In the exercise, we are given \( E(X) = 5 \). This value plays a crucial role in the calculations of \( E(X^2) \) and variance. It's important to understand how it interacts with other measures such as variance, highlighting the balance between average value and distribution spread.

Variance is a statistic that measures how a set of numbers (or a random variable) is spread out. While the expected value gives us an idea of the central tendency, the variance tells us how much the data can differ from this expected value.

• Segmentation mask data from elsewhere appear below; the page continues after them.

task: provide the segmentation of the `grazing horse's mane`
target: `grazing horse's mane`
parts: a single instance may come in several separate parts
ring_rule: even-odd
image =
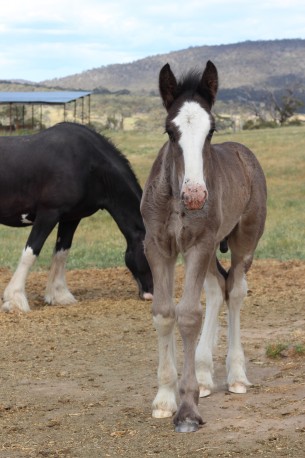
[[[61,122],[58,125],[63,125],[65,126],[65,124],[67,124],[66,122]],[[69,123],[71,124],[71,123]],[[111,148],[113,149],[113,151],[115,151],[115,155],[111,155],[111,161],[112,161],[112,165],[114,167],[116,167],[118,169],[118,171],[120,172],[120,176],[123,177],[123,176],[126,176],[126,178],[130,178],[130,180],[128,180],[129,182],[129,185],[131,187],[134,187],[134,192],[137,196],[141,197],[142,196],[142,188],[140,186],[140,183],[138,181],[138,178],[129,162],[129,160],[127,159],[127,157],[115,146],[115,144],[112,142],[111,139],[109,139],[108,137],[106,136],[101,136],[98,132],[96,132],[92,127],[88,127],[88,126],[84,126],[83,124],[78,124],[78,123],[73,123],[73,126],[77,126],[77,129],[83,129],[84,131],[88,132],[88,130],[91,132],[91,134],[93,136],[96,137],[97,141],[98,142],[103,142],[106,140],[108,142],[108,144],[111,145]],[[103,150],[105,148],[105,145],[103,145]],[[112,187],[113,187],[113,190],[116,189],[117,187],[117,181],[113,181],[111,182],[111,177],[108,175],[107,176],[107,183],[108,185],[111,184]]]
[[[101,136],[94,130],[91,129],[91,131],[93,132],[93,134],[95,134],[97,137],[101,138]],[[116,152],[116,155],[117,155],[117,158],[118,158],[118,166],[122,165],[122,168],[120,168],[120,173],[124,176],[124,175],[129,175],[129,177],[132,179],[132,181],[130,181],[130,185],[132,186],[136,186],[136,194],[139,195],[139,196],[142,196],[142,188],[140,186],[140,183],[138,181],[138,178],[132,168],[132,165],[131,163],[129,162],[129,160],[127,159],[127,157],[115,146],[115,144],[112,142],[112,140],[106,136],[104,136],[104,138],[108,141],[108,143],[110,143],[110,145],[112,146],[112,148],[115,150]],[[114,183],[115,185],[115,183]]]

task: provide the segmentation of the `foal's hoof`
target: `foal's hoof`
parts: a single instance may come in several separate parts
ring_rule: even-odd
[[[173,412],[171,410],[154,409],[152,416],[153,418],[170,418],[173,416]]]
[[[25,297],[24,294],[21,293],[15,293],[13,299],[9,299],[4,296],[3,298],[3,304],[1,307],[3,312],[30,312],[31,309],[29,307],[27,298]]]
[[[199,387],[199,397],[200,398],[206,398],[207,396],[210,396],[212,391],[209,388],[206,388],[205,386],[200,386]]]
[[[229,385],[229,391],[230,393],[235,394],[245,394],[247,393],[247,387],[242,382],[235,382],[232,385]]]
[[[194,433],[199,429],[199,421],[186,419],[175,426],[176,433]]]

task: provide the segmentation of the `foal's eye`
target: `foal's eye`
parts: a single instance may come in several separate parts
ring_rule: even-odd
[[[208,139],[211,140],[211,138],[213,137],[213,133],[215,132],[215,128],[213,127],[212,129],[209,130],[209,133],[208,133]]]

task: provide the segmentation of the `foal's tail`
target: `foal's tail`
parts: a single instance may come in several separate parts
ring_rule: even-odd
[[[228,237],[225,237],[219,244],[219,249],[222,253],[227,253],[229,250],[228,247]]]
[[[216,258],[216,265],[217,265],[218,272],[226,280],[229,276],[229,272],[227,272],[226,269],[220,264],[220,262],[218,261],[218,258]]]
[[[219,244],[219,249],[221,253],[227,253],[229,250],[228,247],[228,237],[225,237]],[[216,258],[216,264],[217,264],[217,269],[218,272],[223,276],[223,278],[226,280],[228,278],[229,272],[226,271],[226,269],[220,264],[219,260]]]

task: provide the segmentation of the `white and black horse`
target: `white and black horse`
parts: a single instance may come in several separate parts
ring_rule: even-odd
[[[143,299],[152,276],[143,252],[142,189],[128,160],[89,128],[61,123],[35,135],[0,137],[0,223],[32,225],[18,267],[4,291],[3,310],[29,311],[25,282],[45,240],[58,234],[45,300],[75,302],[65,281],[65,263],[82,218],[107,210],[123,233],[125,262]]]

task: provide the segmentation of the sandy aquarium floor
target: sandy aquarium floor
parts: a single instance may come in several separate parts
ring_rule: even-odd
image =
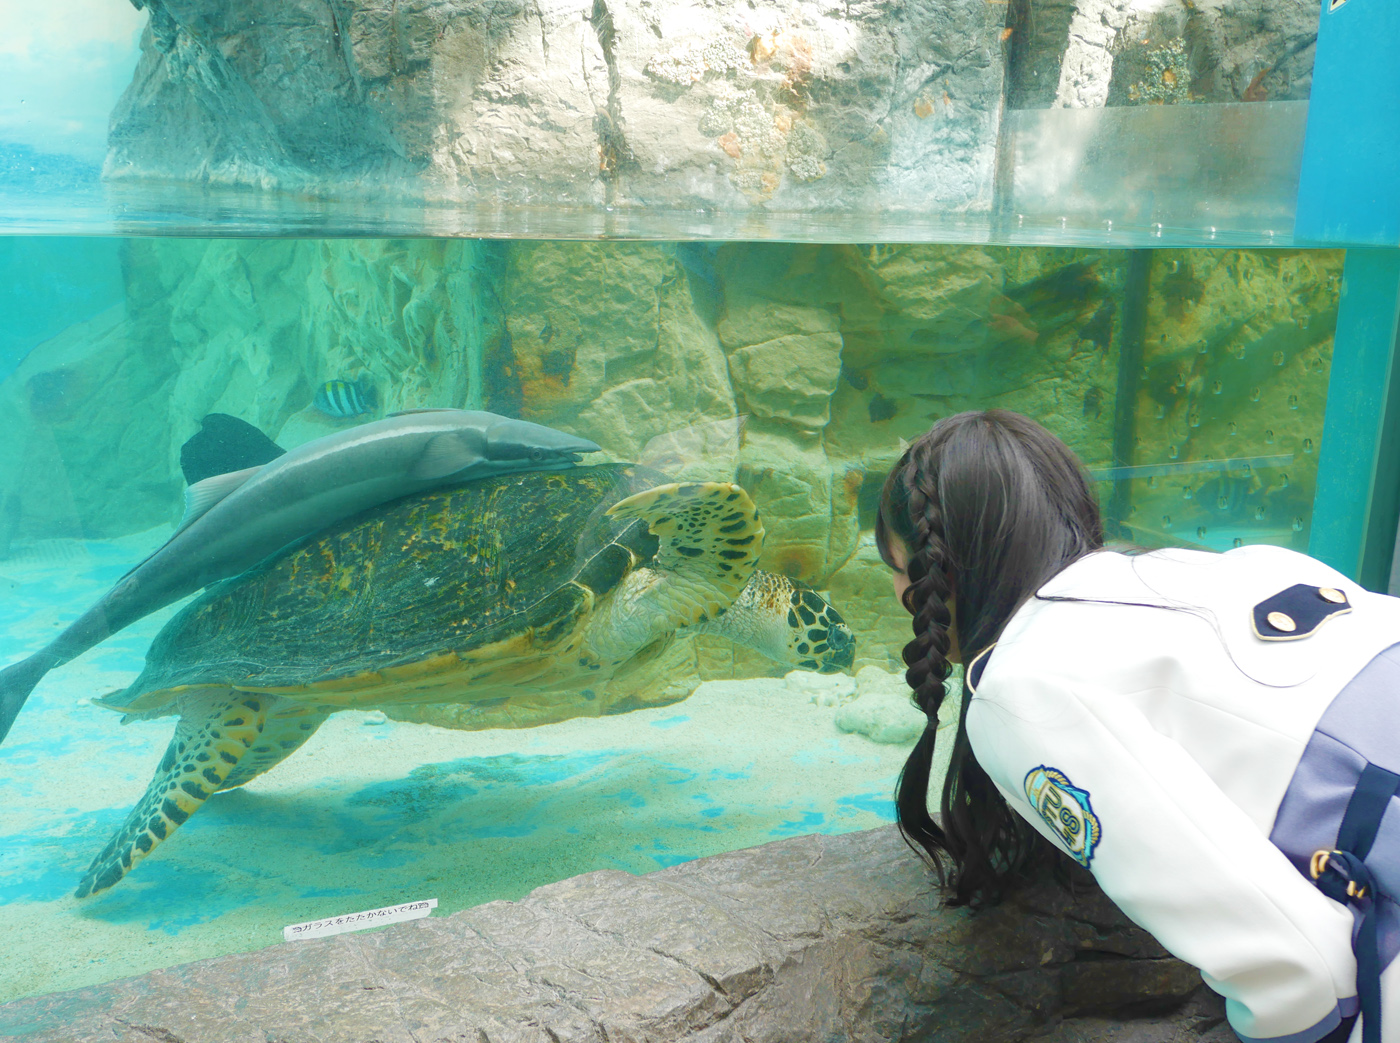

It’s denoted by \( V(X) \) or sometimes \( \sigma^2 \).

To calculate variance, we use the formula:

• \( V(X) = E(X^2) - [E(X)]^2 \)
• Here, \( E(X^2) \) is the expected value of the square of \( X \).
• \( [E(X)]^2 \) means we square the expected value of \( X \).

In our exercise, the calculation of \( V(X) \) was simplified through use of previously determined values, \( E(X^2) = 32.5 \) and \( E(X) = 5 \). Substituting in the formula gives us the variance \( V(X) = 7.5 \). This method demonstrates how variance offers insight into potential deviations from the mean, essential for assessing data reliability and consistency.

Combinatorics is the branch of mathematics dealing with combinations of objects belonging to a finite set in accordance with certain constraints, such as those of graph theory. It's commonly associated with counting principles.

One specific application involves the calculation \( E[X(X-1)] \), which is linked to understanding relationships within sets or sequences.

• This is a binomial moment, used particularly in statistical distributions arising in combinatorical settings.
• In our exercise, this moment is valuable for deriving other moments, like \( E(X^2) \), revealing complexities in distributions.

Understanding how \( E[X(X-1)] \) interacts with other moments helps us explore variance in combinatorial contexts. This insight can be valuable for tasks requiring probability distributions, such as calculating permutations or combinations. This formula, \( E[X(X-1)] = E(X^2) - E(X) \), ties neatly into broader probabilistic theories and demonstrates the inherent elegance in mathematical relationships.